24 sett - via francigena

Historically, when we speak of Via Francigena or Vie Francigene, we mean a group of roads that in medieval times connected the territories dominated by the Franks (present-day France and Germany) to Rome.

This would explain the saying ‘all roads lead to Rome’. Pilgrims who set out from their homes in the Middle Ages to embark on the journey did not only travel along the ‘road’ network of the time, but also all the more hidden and useful paths to avoid assaults or accidents. And on these very paths, it was possible to find places to rest and eat.

If we speak instead of modern pilgrimage, we mean the Via Francigena of Sigeric Archbishop of Canterbury who undertook this route on his return from Rome where he had received the Pallium from the hands of the Pope.

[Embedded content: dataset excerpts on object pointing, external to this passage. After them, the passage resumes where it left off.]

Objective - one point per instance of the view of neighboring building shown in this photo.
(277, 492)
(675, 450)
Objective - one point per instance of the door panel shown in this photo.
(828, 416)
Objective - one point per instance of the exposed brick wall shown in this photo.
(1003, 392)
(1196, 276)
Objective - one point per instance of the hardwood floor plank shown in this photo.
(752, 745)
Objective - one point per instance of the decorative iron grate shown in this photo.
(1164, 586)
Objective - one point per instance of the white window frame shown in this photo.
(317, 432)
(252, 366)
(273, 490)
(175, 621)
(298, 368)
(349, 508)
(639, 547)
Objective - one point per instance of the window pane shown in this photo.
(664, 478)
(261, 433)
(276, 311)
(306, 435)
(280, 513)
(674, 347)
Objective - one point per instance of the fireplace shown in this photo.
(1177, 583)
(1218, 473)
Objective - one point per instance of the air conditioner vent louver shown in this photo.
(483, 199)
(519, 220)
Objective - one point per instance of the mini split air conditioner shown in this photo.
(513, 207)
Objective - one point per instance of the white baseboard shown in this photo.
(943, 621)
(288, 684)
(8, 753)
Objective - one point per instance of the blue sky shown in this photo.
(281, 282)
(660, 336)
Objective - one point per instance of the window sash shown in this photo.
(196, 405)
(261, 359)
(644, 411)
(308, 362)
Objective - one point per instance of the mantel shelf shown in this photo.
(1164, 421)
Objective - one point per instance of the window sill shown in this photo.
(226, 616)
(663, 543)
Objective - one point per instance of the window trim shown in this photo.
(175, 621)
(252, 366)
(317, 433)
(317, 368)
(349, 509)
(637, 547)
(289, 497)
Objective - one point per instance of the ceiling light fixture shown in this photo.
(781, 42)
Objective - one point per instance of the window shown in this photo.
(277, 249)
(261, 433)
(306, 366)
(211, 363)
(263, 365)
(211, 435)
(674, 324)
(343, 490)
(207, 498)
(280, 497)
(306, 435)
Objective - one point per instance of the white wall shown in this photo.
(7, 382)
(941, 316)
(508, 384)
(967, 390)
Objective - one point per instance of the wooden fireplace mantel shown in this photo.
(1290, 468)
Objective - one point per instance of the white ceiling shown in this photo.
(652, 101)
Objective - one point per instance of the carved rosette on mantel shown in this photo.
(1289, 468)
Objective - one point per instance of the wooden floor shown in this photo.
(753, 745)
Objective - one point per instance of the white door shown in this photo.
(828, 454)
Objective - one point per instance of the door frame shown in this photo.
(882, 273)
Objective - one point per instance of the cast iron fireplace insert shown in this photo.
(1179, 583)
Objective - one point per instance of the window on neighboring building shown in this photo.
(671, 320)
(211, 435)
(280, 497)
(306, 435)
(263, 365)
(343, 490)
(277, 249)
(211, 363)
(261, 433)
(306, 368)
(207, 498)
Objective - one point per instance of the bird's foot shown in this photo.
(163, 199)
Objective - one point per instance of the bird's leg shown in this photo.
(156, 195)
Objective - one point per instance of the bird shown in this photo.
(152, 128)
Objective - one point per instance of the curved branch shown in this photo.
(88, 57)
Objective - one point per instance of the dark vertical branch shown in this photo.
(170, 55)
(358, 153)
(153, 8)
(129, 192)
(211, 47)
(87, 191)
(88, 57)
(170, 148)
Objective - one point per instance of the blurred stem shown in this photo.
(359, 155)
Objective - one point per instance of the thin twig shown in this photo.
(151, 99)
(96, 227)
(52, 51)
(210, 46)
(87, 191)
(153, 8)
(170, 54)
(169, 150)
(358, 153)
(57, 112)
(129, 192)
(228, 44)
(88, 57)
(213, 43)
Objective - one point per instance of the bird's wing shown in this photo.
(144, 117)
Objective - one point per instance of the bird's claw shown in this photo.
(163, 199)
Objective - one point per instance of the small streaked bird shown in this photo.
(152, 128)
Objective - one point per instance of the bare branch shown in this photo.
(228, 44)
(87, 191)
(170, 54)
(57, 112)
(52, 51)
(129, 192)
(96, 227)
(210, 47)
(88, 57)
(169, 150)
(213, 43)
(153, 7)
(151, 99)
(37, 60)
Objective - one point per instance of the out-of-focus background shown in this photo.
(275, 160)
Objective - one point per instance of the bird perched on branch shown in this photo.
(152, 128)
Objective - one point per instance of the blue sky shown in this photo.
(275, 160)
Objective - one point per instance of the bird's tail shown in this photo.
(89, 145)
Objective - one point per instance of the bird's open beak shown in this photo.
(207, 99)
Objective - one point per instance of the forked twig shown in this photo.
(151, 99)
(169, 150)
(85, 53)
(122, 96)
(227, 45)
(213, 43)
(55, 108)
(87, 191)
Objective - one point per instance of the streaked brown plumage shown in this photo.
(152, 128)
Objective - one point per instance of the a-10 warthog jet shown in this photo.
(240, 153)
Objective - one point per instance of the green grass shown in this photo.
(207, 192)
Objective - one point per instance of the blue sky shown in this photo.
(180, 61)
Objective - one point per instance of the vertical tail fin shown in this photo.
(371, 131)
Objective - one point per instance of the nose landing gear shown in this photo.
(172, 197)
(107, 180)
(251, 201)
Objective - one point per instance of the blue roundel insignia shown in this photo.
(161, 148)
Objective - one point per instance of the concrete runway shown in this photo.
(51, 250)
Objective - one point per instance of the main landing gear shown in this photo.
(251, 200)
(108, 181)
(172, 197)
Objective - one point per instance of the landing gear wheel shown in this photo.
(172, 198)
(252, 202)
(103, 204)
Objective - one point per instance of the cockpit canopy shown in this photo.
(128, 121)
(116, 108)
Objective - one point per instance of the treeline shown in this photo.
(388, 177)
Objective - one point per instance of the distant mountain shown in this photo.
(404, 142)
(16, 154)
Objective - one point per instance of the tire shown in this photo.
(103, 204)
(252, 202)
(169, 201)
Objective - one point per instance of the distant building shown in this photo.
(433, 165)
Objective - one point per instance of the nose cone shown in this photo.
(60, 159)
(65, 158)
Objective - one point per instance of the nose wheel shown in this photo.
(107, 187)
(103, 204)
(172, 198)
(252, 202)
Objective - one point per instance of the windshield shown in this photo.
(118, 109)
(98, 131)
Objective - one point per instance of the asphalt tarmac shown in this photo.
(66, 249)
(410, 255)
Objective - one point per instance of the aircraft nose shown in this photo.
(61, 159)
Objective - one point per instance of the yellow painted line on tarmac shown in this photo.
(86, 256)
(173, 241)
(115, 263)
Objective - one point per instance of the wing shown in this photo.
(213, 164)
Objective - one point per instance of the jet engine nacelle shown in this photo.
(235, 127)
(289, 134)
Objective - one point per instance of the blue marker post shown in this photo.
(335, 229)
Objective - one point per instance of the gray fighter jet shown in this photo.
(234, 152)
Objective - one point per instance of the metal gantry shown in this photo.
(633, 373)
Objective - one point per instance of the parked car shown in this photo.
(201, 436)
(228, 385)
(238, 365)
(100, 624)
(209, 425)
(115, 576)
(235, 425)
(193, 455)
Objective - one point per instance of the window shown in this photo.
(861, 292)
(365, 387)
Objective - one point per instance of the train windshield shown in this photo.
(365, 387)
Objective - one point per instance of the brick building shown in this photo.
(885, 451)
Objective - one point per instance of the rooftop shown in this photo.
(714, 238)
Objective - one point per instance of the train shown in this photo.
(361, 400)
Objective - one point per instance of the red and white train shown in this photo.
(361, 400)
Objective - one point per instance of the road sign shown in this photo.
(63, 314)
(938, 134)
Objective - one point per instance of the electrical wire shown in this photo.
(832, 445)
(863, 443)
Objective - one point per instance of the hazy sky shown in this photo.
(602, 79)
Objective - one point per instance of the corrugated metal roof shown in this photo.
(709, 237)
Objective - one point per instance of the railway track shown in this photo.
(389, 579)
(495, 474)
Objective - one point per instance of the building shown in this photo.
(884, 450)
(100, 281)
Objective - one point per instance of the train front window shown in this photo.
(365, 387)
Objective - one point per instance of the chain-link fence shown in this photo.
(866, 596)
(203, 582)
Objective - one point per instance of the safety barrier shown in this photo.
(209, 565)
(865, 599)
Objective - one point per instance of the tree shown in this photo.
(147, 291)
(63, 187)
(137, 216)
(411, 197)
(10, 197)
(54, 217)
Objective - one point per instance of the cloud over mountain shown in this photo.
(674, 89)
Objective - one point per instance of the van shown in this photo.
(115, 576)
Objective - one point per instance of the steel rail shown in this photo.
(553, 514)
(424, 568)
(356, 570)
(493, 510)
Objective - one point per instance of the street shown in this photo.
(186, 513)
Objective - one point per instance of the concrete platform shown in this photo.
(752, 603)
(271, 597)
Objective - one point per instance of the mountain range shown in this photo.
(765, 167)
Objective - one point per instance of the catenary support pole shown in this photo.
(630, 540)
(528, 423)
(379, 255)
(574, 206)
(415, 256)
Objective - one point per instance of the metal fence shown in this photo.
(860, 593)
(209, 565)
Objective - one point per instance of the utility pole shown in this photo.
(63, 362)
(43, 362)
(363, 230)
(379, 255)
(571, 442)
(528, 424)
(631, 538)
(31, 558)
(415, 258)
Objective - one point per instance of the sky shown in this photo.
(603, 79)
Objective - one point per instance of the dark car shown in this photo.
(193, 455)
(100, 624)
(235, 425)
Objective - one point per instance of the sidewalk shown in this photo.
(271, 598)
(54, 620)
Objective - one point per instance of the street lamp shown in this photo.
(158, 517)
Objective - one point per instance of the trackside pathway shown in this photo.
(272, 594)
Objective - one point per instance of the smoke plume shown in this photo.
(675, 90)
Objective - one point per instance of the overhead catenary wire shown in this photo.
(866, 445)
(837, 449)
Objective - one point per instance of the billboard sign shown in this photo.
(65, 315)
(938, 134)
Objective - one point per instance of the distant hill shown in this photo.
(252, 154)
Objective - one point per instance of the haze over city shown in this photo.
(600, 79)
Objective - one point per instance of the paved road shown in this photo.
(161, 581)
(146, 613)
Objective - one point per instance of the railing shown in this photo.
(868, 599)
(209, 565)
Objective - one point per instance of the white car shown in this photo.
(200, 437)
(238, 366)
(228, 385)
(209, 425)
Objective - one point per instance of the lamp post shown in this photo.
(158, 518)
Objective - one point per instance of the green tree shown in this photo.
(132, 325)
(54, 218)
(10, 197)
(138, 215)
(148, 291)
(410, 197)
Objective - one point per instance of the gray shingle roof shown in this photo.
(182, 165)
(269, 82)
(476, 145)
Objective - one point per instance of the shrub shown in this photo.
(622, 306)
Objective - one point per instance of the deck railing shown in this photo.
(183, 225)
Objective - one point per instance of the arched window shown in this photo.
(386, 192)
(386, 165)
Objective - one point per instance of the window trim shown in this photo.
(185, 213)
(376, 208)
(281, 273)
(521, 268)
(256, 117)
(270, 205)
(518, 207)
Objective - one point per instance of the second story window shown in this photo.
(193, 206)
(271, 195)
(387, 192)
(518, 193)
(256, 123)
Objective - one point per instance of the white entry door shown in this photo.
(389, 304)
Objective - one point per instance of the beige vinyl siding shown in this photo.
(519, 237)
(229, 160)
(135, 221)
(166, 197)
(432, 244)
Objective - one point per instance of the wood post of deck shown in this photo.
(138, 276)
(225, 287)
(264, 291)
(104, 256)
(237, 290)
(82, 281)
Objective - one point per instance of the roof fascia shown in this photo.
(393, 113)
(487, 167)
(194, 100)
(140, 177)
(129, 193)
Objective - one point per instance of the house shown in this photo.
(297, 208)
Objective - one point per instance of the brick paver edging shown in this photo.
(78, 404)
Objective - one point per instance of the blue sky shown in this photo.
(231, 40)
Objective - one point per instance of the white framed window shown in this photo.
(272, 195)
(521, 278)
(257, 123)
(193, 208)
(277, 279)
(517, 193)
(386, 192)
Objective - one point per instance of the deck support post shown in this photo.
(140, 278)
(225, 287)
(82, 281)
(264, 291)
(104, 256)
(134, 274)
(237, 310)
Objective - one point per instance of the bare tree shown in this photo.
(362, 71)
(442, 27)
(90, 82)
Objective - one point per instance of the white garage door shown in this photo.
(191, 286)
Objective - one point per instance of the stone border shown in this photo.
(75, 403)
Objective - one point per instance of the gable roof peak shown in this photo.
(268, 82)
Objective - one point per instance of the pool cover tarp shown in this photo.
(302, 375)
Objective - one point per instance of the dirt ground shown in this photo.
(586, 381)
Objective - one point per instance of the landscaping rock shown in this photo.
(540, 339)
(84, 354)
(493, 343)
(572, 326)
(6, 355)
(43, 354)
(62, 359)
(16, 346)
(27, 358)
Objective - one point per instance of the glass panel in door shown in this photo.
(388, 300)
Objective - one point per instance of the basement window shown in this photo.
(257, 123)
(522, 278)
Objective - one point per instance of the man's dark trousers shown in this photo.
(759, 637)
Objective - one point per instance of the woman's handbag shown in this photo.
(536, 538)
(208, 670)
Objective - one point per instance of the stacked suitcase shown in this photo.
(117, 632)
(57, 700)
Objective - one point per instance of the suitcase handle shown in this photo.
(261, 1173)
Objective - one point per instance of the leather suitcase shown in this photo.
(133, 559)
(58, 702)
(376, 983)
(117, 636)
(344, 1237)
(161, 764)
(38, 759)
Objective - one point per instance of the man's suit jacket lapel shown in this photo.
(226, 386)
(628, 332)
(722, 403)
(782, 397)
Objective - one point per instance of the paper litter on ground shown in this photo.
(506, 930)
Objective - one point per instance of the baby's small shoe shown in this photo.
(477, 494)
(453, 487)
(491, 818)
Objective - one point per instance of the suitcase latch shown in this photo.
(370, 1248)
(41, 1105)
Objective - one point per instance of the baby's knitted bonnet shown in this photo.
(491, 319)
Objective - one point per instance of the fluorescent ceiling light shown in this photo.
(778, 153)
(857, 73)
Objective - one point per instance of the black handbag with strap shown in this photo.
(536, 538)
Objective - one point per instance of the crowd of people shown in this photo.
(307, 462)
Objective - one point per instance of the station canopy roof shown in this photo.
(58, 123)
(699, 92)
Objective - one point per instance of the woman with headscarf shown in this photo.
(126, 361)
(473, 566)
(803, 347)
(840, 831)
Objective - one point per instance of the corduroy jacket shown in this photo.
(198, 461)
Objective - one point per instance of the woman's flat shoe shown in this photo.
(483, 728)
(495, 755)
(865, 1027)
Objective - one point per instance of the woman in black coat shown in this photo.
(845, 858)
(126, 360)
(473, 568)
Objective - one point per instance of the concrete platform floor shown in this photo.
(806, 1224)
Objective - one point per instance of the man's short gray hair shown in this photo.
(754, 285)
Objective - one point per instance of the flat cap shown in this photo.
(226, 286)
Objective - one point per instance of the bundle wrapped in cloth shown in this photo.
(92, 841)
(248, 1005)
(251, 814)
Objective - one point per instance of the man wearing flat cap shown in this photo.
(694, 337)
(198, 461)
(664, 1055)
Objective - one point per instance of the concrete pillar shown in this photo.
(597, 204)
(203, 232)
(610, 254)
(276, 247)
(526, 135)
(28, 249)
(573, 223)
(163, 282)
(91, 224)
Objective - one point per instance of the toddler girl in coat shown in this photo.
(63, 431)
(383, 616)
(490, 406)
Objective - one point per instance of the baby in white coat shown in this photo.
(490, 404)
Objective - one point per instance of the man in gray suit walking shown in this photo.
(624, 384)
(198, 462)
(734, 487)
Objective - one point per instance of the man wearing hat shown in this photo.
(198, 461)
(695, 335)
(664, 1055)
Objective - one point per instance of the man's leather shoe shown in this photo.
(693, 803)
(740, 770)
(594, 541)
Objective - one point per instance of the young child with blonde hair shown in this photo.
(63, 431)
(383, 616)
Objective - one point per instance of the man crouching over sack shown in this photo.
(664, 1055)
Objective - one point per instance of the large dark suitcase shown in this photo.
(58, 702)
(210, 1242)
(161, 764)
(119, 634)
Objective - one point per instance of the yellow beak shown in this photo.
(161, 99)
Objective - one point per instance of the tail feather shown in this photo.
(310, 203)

This route is around 2,200 kilometres long. The Italian section measures about 1,020 km and crosses the Great St. Bernard Pass, Aosta, Ivrea, Vercelli, Pavia, Piacenza, Fidenza, Cisa Pass, Sarzana, Massa, Lucca, San Gimignano, Siena, San Quirico d’ Orcia, Bolsena, Viterbo, Rome and the Vatican City.

In Siena specifically, every pilgrim can follow, the route from the gate of Porta Camollia to that of Porta Romana. This 4-kilometre route within the city walls stops at the city’s most evocative sites and traces medieval Siena and the lives of pilgrims and wayfarers during their journey from Canterbury to Rome.

We start from Porta Camollia, one of the city’s oldest entrances with an outer arch dominated by the inscription Cor magis tibi Sena pandit (Siena opens a heart bigger than this gate), a sign of Sienese hospitality. Then, passing Via di Camollia, the Cathedral, and the hospital of Santa Maria della Scala, you will reach Via Roma, the street that leads to Porta Romana.

Formerly known as Porta Nuova (New Gate), it was built between 1327 and 1329 and it’s the largest of the city gates. It was precisely through Porta Romana that pilgrims entered Siena on their way to the Via Francigena. Leaving Porta Romana, the route continued to the Crete Senesi where one could find shelter and refreshment at the Grancia di Serre di Rapolano.